Your doctor, whether he or she is a general practitioner or a specialist, has to treat you for this complex of conditions. For example, an endocrinologist (a hormone specialist!) that I went to see recently (without a referral), wanted to prescribe a statin for me because my total cholesterol was over 200 (and I have other risk factors: hypertension and type 2 diabetes). It did not matter to him that my total cholesterol (207mg/dL) was over 200 because my HDL was 90. My LDL was 117 and my triglycerides 34. I wonder if he knew about the Friedewald formula: TC = LDL + HDL + TG/5. All that mattered to him was, to conform to the NCEP Standard of Care (and insurance payment/review criteria), that I be on a statin. I refused.
The Dietary Guidelines for Americans are similarly one-size-fits-all. Everyone, regardless of metabolic status, should eat the same low-fat, high carb diet. But the pendulum is beginning to swing. Now we’re told to eat less sugar and highly processed carbs (that’s good advice). We’re now also told that it’s the quality, not the quantity, of fat that matters. They say shun trans fats (good advice) and eat more vegetable and seed oil and less saturated fat (that’s bad advice). Still, the government’s one-size-fits-all standards are way behind the curve. In addition, they have been hopelessly corrupted by industry influence at the USDA. It’s bad news, period.
The American Diabetes Association has similar standards. It used to be one-size-fits all, and the Standard of Care, to achieve an A1c of < or = to 7.0%, hopelessly lax. This catastrophic Standard of Care was and still is a function of a failed treatment protocol. And it is a failed treatment protocol because of the government’s insistence on a low-fat, high carb one-size-fits-all diet for the American population. And now they want to lower the Standard of Care. See #230 here.
Never mind that that this dietary is what has made the population fat. Never mind that all carbohydrates raise your blood glucose. At the very least, once you “present” as an overweight middle-aged person, with elevated fasting glucose (>100 but <126mg/dL) or an A1c that is at “increased risk of diabetes” (5.7-6.0%) or “higher risk of diabetes” (6.1-6.4%), your doctor should tell you (as mine did) to drastically curtail your intake of carbohydrates. My doctor suggested I start on 20 grams of carbohydrate a day to lose weight. I did. I lost lots of weight.

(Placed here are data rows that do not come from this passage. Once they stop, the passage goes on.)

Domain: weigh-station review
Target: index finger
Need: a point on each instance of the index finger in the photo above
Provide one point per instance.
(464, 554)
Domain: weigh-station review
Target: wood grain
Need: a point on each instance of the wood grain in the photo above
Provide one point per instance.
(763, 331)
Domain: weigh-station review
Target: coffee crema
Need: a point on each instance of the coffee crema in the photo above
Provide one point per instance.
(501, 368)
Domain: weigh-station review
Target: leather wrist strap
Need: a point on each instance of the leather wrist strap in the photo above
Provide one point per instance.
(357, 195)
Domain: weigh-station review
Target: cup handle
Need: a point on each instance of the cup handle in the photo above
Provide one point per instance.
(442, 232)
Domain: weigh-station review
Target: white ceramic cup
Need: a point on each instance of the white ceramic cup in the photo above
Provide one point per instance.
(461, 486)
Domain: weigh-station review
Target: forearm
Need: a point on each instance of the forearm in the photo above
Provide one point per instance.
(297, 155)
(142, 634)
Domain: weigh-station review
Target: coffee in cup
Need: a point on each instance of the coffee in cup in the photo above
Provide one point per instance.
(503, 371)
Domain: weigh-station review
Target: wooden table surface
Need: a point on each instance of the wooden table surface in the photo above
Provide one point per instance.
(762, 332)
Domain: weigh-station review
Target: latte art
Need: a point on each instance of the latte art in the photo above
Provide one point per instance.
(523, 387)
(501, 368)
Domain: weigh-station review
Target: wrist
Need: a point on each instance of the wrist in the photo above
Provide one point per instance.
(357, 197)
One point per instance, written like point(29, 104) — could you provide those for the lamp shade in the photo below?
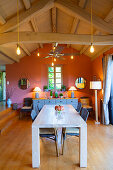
point(96, 85)
point(37, 89)
point(72, 88)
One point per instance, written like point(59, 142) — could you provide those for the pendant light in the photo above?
point(18, 51)
point(91, 47)
point(38, 54)
point(52, 62)
point(72, 57)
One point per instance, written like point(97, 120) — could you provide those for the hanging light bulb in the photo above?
point(92, 48)
point(38, 54)
point(18, 50)
point(72, 57)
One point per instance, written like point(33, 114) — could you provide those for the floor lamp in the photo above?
point(37, 90)
point(72, 89)
point(96, 85)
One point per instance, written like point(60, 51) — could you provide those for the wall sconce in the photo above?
point(36, 90)
point(96, 85)
point(72, 88)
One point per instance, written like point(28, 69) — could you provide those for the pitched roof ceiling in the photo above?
point(49, 16)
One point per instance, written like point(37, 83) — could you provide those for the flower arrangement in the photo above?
point(9, 92)
point(59, 108)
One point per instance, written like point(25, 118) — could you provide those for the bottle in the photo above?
point(56, 94)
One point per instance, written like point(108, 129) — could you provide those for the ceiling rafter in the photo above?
point(76, 21)
point(82, 14)
point(54, 19)
point(27, 4)
point(107, 19)
point(8, 54)
point(36, 9)
point(103, 50)
point(22, 46)
point(36, 29)
point(36, 37)
point(2, 20)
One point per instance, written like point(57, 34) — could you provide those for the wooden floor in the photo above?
point(16, 149)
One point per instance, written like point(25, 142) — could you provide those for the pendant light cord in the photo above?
point(18, 20)
point(91, 25)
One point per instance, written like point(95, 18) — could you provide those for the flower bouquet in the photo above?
point(59, 108)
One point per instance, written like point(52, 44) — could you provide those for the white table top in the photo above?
point(48, 118)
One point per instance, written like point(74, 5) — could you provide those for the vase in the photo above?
point(9, 103)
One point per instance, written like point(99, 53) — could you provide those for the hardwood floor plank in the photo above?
point(16, 149)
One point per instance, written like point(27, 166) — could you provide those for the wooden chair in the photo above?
point(74, 131)
point(79, 106)
point(50, 133)
point(85, 101)
point(27, 106)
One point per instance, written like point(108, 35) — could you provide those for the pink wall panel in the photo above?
point(35, 69)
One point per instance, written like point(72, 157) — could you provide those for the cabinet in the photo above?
point(39, 103)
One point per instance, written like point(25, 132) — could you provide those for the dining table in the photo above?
point(49, 118)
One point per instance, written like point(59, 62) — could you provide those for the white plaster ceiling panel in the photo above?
point(31, 46)
point(64, 22)
point(44, 22)
point(97, 49)
point(8, 8)
point(76, 46)
point(12, 50)
point(84, 28)
point(100, 7)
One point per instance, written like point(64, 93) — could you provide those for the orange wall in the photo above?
point(35, 69)
point(97, 71)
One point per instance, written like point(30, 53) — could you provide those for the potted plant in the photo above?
point(63, 88)
point(45, 88)
point(61, 95)
point(51, 94)
point(9, 93)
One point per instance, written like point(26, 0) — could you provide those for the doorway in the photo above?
point(2, 86)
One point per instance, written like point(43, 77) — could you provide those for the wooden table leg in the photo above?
point(35, 147)
point(83, 146)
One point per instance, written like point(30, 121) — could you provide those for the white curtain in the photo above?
point(107, 62)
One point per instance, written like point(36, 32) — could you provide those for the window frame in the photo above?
point(54, 76)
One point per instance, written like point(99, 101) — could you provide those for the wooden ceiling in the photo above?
point(47, 21)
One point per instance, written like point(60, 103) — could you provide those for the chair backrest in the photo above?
point(79, 106)
point(84, 114)
point(85, 101)
point(27, 101)
point(33, 115)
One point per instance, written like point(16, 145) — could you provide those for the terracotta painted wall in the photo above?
point(97, 71)
point(35, 69)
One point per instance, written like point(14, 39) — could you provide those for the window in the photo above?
point(54, 77)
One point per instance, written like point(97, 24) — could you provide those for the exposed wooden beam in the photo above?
point(84, 48)
point(36, 37)
point(103, 50)
point(24, 49)
point(2, 20)
point(36, 29)
point(54, 19)
point(36, 9)
point(82, 14)
point(34, 25)
point(9, 54)
point(41, 45)
point(76, 21)
point(97, 32)
point(27, 4)
point(109, 17)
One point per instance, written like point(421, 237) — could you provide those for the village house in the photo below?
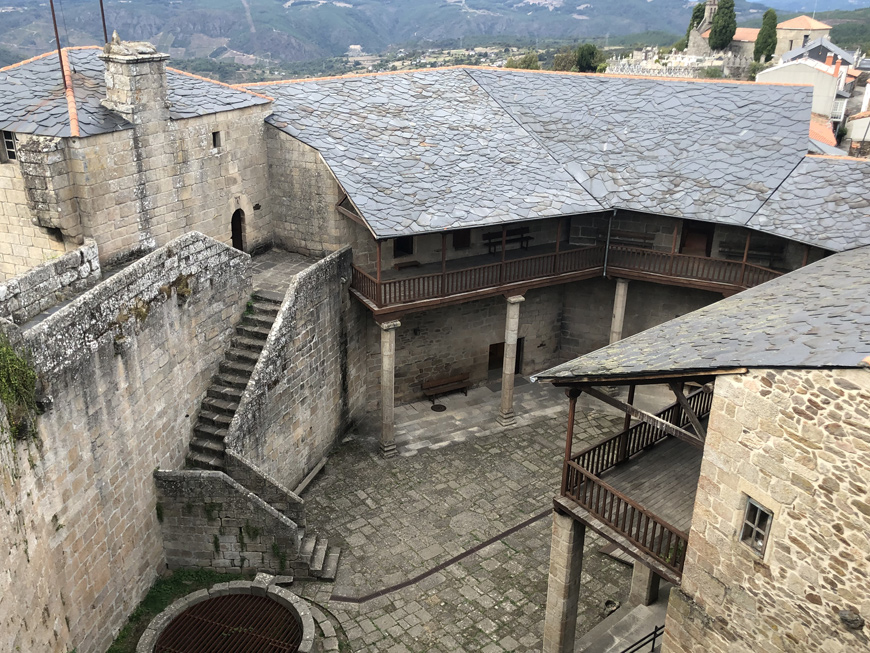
point(463, 224)
point(749, 491)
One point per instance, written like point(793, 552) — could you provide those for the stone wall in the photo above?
point(134, 196)
point(210, 521)
point(797, 442)
point(45, 285)
point(79, 536)
point(23, 244)
point(307, 385)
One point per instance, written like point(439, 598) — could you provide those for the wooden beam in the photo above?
point(690, 413)
point(646, 417)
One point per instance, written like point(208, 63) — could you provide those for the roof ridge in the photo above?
point(69, 92)
point(301, 80)
point(214, 81)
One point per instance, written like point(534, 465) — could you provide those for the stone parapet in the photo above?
point(25, 296)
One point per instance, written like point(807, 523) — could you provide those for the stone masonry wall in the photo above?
point(124, 368)
point(306, 387)
point(133, 197)
point(23, 244)
point(45, 285)
point(798, 443)
point(210, 521)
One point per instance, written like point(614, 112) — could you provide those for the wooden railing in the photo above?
point(581, 484)
point(734, 275)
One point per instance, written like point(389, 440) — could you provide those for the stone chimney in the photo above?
point(135, 81)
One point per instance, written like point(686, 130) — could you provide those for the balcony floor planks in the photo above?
point(662, 480)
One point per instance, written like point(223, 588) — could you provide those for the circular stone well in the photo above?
point(232, 618)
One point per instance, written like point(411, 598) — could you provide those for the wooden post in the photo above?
point(443, 264)
point(503, 245)
point(745, 256)
point(569, 437)
point(380, 299)
point(623, 441)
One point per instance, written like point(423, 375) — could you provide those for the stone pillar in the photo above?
point(618, 310)
point(563, 584)
point(388, 394)
point(506, 415)
point(644, 585)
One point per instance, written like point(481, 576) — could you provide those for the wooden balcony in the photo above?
point(463, 279)
point(660, 473)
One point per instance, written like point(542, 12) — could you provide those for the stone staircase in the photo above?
point(223, 396)
point(317, 560)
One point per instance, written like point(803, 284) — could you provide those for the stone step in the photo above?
point(198, 460)
point(214, 405)
point(259, 319)
point(241, 370)
point(330, 566)
point(253, 331)
point(267, 297)
point(209, 432)
point(208, 447)
point(318, 557)
point(219, 420)
point(246, 356)
point(249, 344)
point(226, 392)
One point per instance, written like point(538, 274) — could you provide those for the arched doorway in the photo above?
point(238, 229)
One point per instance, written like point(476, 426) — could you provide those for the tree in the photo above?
point(765, 44)
point(528, 61)
point(588, 58)
point(724, 26)
point(697, 18)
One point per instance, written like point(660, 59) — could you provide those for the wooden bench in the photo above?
point(512, 236)
point(446, 384)
point(631, 238)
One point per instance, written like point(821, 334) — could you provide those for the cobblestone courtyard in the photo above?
point(403, 522)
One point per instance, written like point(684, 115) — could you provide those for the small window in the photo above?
point(9, 147)
point(403, 246)
point(462, 239)
point(756, 526)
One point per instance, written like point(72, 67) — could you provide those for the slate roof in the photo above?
point(707, 151)
point(814, 317)
point(424, 151)
point(824, 202)
point(815, 43)
point(34, 101)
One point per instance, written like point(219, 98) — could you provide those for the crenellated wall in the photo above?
point(123, 370)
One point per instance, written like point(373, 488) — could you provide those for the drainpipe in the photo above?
point(607, 246)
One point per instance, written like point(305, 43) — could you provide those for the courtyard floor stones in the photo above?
point(409, 516)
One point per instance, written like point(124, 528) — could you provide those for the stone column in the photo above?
point(506, 415)
point(563, 584)
point(388, 394)
point(644, 585)
point(618, 310)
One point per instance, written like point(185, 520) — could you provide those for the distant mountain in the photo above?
point(294, 30)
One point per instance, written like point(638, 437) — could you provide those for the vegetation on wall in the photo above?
point(765, 44)
point(724, 26)
point(17, 390)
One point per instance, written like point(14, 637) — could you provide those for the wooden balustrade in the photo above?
point(731, 275)
point(583, 485)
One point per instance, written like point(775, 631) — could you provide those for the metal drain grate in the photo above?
point(235, 623)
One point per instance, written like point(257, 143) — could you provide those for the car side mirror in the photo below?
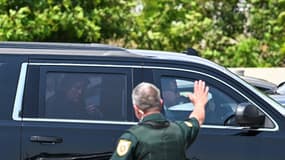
point(248, 115)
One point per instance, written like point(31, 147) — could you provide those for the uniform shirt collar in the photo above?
point(154, 117)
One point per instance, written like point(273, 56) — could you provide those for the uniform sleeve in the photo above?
point(190, 129)
point(125, 147)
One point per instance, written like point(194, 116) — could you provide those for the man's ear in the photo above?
point(137, 109)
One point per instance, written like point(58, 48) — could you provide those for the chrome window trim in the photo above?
point(20, 93)
point(21, 84)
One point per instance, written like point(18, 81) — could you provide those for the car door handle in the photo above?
point(46, 139)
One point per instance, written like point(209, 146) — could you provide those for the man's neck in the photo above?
point(151, 112)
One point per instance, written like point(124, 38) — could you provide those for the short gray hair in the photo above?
point(146, 95)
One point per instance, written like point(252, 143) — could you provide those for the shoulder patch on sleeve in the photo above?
point(123, 147)
point(189, 124)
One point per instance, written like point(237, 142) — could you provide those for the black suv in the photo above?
point(73, 101)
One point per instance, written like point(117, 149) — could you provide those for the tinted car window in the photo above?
point(178, 106)
point(76, 95)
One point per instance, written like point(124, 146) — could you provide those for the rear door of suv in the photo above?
point(74, 110)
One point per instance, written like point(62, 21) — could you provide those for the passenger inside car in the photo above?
point(69, 100)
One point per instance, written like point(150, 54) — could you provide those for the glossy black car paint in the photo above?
point(27, 138)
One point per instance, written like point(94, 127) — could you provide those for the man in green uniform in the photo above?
point(155, 138)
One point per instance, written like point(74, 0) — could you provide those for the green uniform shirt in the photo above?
point(162, 141)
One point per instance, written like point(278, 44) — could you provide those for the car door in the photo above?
point(219, 137)
point(74, 110)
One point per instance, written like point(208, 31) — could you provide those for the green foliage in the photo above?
point(231, 33)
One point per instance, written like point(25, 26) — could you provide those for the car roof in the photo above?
point(94, 49)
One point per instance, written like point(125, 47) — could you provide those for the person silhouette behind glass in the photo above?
point(69, 101)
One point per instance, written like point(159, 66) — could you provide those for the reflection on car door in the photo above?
point(217, 139)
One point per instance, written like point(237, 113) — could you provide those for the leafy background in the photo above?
point(233, 33)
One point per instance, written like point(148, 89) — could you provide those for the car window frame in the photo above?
point(17, 110)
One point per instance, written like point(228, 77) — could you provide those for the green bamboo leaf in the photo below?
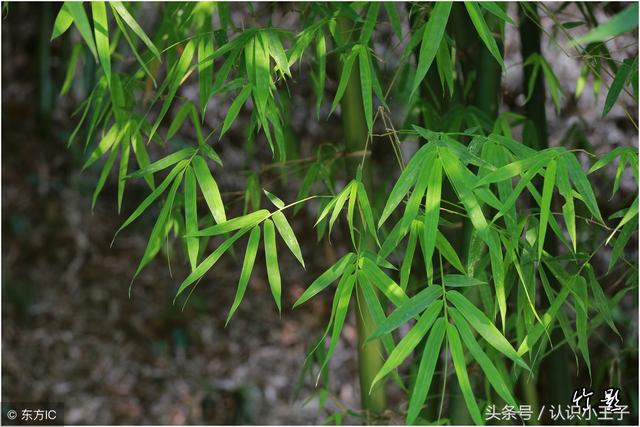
point(325, 279)
point(209, 189)
point(175, 79)
point(142, 157)
point(271, 257)
point(274, 199)
point(536, 332)
point(581, 183)
point(430, 356)
point(234, 109)
point(205, 68)
point(621, 241)
point(108, 165)
point(407, 261)
point(461, 281)
point(545, 206)
point(447, 251)
point(250, 220)
point(160, 229)
point(483, 31)
point(122, 12)
point(445, 66)
point(76, 10)
point(494, 8)
point(517, 168)
point(343, 294)
point(387, 286)
point(369, 23)
point(494, 377)
point(62, 23)
point(107, 141)
point(624, 21)
point(209, 261)
point(353, 195)
point(568, 208)
point(394, 18)
point(321, 57)
point(287, 234)
point(432, 211)
point(601, 301)
point(154, 195)
point(247, 267)
point(178, 119)
point(164, 163)
point(340, 200)
point(132, 45)
point(345, 73)
point(582, 302)
point(457, 356)
point(365, 84)
point(485, 327)
point(409, 342)
point(191, 216)
point(431, 39)
point(410, 309)
point(406, 180)
point(122, 170)
point(71, 68)
point(101, 30)
point(365, 211)
point(278, 54)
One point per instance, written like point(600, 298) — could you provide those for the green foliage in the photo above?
point(489, 302)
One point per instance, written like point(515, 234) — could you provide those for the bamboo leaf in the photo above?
point(101, 30)
point(545, 206)
point(365, 84)
point(431, 39)
point(154, 195)
point(287, 234)
point(483, 31)
point(209, 189)
point(250, 220)
point(159, 230)
point(191, 216)
point(76, 10)
point(624, 21)
point(410, 309)
point(164, 163)
point(234, 109)
point(122, 11)
point(409, 342)
point(492, 374)
point(388, 287)
point(460, 281)
point(369, 23)
point(62, 23)
point(432, 211)
point(271, 256)
point(485, 327)
point(247, 267)
point(457, 355)
point(175, 79)
point(209, 261)
point(325, 279)
point(394, 18)
point(430, 356)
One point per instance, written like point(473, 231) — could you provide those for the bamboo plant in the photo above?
point(419, 83)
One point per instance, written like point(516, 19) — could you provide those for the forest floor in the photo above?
point(70, 332)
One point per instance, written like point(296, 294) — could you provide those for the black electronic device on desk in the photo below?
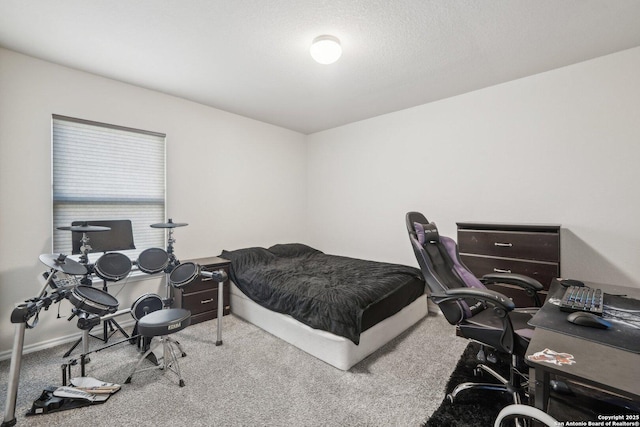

And I also was able to give up virtually all of my oral diabetes meds. And my blood pressure went from 130/90 to 110/70 on the same meds. And my HDL more than doubled. And my triglycerides dropped by two-thirds. And I no longer, of course, need a statin. This treatment protocol, which I self-monitor by watching what I eat and monitoring my blood sugar to a much higher standard than prescribed by the American Diabetes Association and my doctor, is clearly far superior to the one-size-fits-all medical standard that our government and the medical establishment continue to use to treat T2DM.What’s your HDL level? Or does your doctor even care? You see, there’s no ‘magic pill’ to get your HDL up above the 40mg/dL range, which is considered borderline ‘bad’ for men (45mg/dL for women). Only a low-carb diet can do that. And lower your triglycerides too.